Nevertheless, it has now been found that the transition temperatures of materials can be significantly enhanced in single layer form. Besides the NbSe_2 case, it was found that the CDW transition temperature in single-layer TiSe_2 was also enhanced by about 40K in monolayer form. Probably most spectacularly, it was reported that single-layer FeSe on an STO substrate exhibited superconductivity at temperatures higher than 100K  (bulk FeSe only exhibits superconductivity at 8K). It should be mentioned that in bulk form the aforementioned materials are all quasi-2D and layered.

The phase transitions in these compounds obviously raise some fundamental questions about the nature of solids in 2D. One would expect, naively, for the transition temperature to be suppressed in reduced dimensions due to enhanced fluctuations. Obviously, this is not experimentally observed, and there must therefore be a boost from another parameter, such as the electron-phonon coupling in the NbSe_2 case, that must be taken into account.

I find this trend towards studying 2D compounds a particularly interesting avenue in the current condensed matter physics climate for a few reasons: (1) whether or not these phase transitions make sense within the Kosterlitz-Thouless paradigm (which works well to explain transitions in 2D superfluid and superconducting films) still needs to be investigated, (2) the need for adequate probes to study interfacial and monolayer compounds will necessarily lead to new experimental techniques and (3) qualitatively different phenomena can occur in the 2D limit that do not necessarily occur in their 3D counterparts (the quantum hall effect being a prime example).

Sometimes trends in condensed matter physics can lead to intellectual atrophy — I think that this one may lead to some fundamental and major discoveries in the years to come on the theoretical, experimental and perhaps even on the technological fronts.

Update: The day after I wrote this post, I also came upon an article demonstrating evidence for a ferroelectric phase transition in thin Strontium Titanate (STO), a material known to exhibit no ferroelectric phase transition in bulk form at all.

The Prescience of Ginzburg

In 1977, before the discovery of high-temperature superconductivity, V. Ginzburg wrote:

“On the basis of general theoretical considerations, we believe at present
that the most reasonable estimate is Tc\lesssim300 K, this estimate being, of course, for materials and systems under more or less normal
conditions (equilibrium or quasi-equilibrium metallic systems in the absence
of pressure or under relatively low pressures, etc.).
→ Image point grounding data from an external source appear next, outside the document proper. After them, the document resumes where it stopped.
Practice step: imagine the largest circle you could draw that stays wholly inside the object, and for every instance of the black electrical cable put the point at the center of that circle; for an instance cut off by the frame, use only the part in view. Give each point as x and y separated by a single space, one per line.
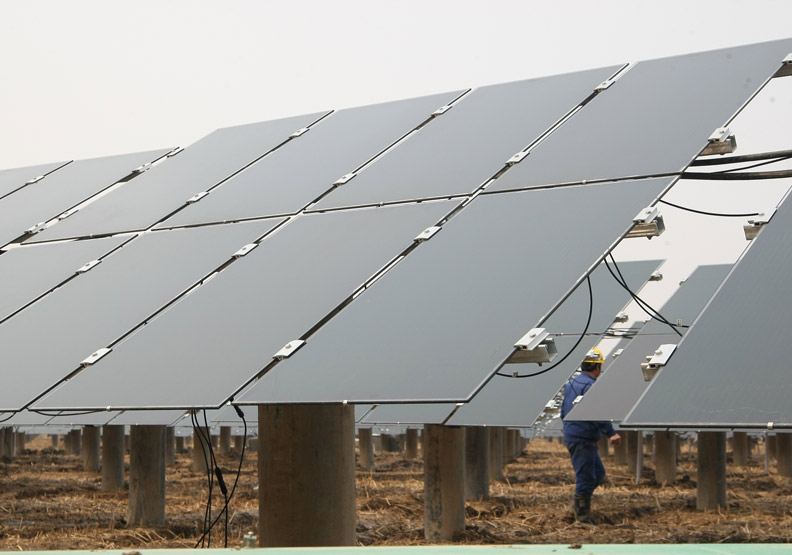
236 480
651 312
582 335
737 176
719 214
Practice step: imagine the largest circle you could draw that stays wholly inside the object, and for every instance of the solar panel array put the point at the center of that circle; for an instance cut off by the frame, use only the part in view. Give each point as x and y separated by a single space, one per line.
192 317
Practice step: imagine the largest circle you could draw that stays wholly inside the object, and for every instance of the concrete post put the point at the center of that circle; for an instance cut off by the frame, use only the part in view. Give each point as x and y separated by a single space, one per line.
603 446
90 448
496 453
711 470
411 444
307 475
444 482
740 448
784 454
225 440
200 451
170 446
665 458
477 471
112 458
366 449
147 476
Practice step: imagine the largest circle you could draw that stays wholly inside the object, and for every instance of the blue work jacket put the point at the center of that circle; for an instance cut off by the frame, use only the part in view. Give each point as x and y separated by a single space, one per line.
581 430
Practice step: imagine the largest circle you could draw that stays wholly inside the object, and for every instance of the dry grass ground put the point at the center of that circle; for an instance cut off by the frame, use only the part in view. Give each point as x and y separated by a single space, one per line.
47 502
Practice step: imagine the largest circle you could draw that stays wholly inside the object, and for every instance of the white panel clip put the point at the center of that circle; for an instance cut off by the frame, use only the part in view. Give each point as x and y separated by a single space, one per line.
87 266
244 250
427 234
95 356
299 132
517 158
344 178
289 349
196 197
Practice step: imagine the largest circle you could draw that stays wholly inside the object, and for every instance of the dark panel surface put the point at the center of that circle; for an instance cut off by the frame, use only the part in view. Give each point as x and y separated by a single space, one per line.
167 186
519 401
460 150
451 312
732 367
26 273
622 382
64 189
300 171
48 340
206 347
14 178
655 119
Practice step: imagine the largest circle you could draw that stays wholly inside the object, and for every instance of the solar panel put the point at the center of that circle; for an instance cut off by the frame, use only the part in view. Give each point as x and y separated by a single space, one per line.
300 171
64 189
449 314
654 119
226 331
463 148
516 402
732 367
28 272
169 185
48 340
16 178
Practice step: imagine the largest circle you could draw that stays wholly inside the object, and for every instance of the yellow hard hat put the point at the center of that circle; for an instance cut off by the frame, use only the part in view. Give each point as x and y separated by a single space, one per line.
594 356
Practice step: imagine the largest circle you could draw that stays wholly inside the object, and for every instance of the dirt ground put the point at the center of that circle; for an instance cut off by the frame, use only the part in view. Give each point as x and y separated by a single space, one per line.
47 502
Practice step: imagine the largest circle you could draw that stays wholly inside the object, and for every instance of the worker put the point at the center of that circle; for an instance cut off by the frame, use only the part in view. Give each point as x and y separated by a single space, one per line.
581 437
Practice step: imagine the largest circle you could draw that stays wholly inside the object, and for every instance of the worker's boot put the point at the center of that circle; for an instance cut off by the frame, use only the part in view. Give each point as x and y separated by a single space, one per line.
583 508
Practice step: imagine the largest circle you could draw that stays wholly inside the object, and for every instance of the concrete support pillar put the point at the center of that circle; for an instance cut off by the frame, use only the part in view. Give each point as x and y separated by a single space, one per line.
477 471
711 470
497 434
225 440
411 444
112 458
665 458
200 451
740 448
603 446
170 446
784 454
90 448
365 449
307 475
147 476
444 482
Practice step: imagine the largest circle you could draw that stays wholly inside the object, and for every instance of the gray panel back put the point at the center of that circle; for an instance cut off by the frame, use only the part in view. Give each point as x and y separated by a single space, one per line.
655 119
300 171
463 148
27 272
732 367
622 382
205 348
15 178
64 189
166 187
439 323
519 401
47 341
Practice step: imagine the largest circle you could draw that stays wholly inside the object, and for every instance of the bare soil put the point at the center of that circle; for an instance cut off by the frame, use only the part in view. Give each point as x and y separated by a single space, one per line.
48 502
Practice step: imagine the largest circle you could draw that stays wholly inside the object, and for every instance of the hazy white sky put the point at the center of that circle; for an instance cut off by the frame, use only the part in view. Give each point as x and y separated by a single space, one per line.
89 78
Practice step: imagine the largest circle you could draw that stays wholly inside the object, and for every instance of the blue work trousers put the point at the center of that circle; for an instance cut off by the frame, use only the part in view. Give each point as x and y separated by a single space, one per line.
589 471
In this case, if we exclude
from consideration metallic hydrogen and, perhaps, organic metals, as well
as semimetals in states near the region of electronic phase transitions, then it is suggested that we should use the exciton [electronic] mechanism of attraction between the conduction electrons. 

In this scheme, the most promising – from the point of view of the possibility of raising T_c-materials are, apparently, layered compounds and dielectric-metal-dielectric sandwiches. However, the state of the theory, let alone of experiment, is still far from being such as to allow us to regard as closed other possible directions, in particular, the use of filamentary compounds. Furthermore, for the present state of the problem of high-temperature superconductivity, the soundest and most fruitful approach will be one that is not preconceived, in which attempts are made to move forward in the most diverse directions.”

I took the quote out of this paper here, though many of the ideas are echoed from and better expressed in one of his previous papers, linked here. It is amusing that for at least 15 years prior to the discovery of the cuprates, Ginzburg stressed looking for high-temperature superconductors (with T_cs above the boiling point of liquid nitrogen) in layered, quasi-2D materials that could host superconductivity with an electronically driven Cooper pairing.

The papers linked above are very readable and he reached these conclusions on startlingly general grounds — by discussing the inverse dielectric function.